Patrullas. Ambulancias. Radios. Preguntas.
Me sentaron en una oficina con una cobija sobre los hombros. Yo no podía dejar de repetir:
—Rubén se quedó allá. Rubén se quedó por mí.
Herrera llegó 20 minutos después, con el rostro duro.
—Doña Elisa, ya tenemos unidades en el edificio.
—¿Está vivo? Dígame si Rubén está vivo.
Él no respondió de inmediato, y ese silencio casi me mató.
—Está herido. Lo apuñalaron, pero llegó consciente al hospital.
Me cubrí la cara y solté un llanto que venía desde lo más profundo de mi pecho.
—¿Y Daniel?
—Intentó huir. Se resistió cuando lo encontraron a 6 cuadras del lugar. Está detenido, herido de bala en un hombro. Va al hospital bajo custodia.
No sentí alivio. Tampoco sentí esa angustia desesperada que una madre debería sentir al saber que su hijo estaba herido.
Sentí vacío.
Como si Daniel hubiera muerto mucho antes y yo apenas estuviera viendo el cadáver de lo que alguna vez fue.

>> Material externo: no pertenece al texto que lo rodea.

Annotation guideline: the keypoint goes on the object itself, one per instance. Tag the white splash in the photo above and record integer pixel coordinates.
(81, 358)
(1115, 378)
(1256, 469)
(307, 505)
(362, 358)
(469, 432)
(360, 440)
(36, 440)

Mariana fue detenida esa misma tarde en la Terminal de Autobuses del Norte. Llevaba una maleta pequeña, dinero en efectivo y boletos para Monterrey. En su bolsa encontraron frascos con residuos químicos y una memoria USB con archivos donde había cálculos de dosis, tiempos de exposición y síntomas esperados.
El caso se volvió imposible de negar.
Mis análisis médicos confirmaron presencia de arsénico y otros compuestos en mi organismo. No había daño irreversible, pero los doctores dijeron que, con 3 o 4 meses más de exposición, probablemente habría sufrido una falla grave, quizá mortal.
También encontraron la libreta de Daniel.
Esa fue la prueba que más me destruyó.
No la leí completa. No pude. Pero Herrera me mostró algunas páginas necesarias para mi declaración.
“Semana 5: dolor de cabeza más frecuente.”
“Semana 9: cansancio visible, reducir actividad.”
“Semana 14: falta de aire después de bañarse. Mantener dosis.”
“Objetivo estimado: deterioro natural en 4 meses.”
Mi hijo había convertido mi sufrimiento en notas de laboratorio.
Días después, cuando Rubén ya estaba fuera de peligro, fui a verlo al hospital. Estaba pálido, con vendas en el abdomen, pero sonrió al verme.
—Doña Elisa… llegó a tiempo.
Tomé su mano con mucho cuidado.
—Usted me salvó la vida.
—Hice lo que alguien debió hacer por mi madre —respondió.
Me contó entonces que su propia madre había muerto años atrás en circunstancias parecidas. Un hermano suyo la envenenó lentamente para quedarse con una propiedad en Puebla. Cuando descubrieron la verdad, ya era demasiado tarde.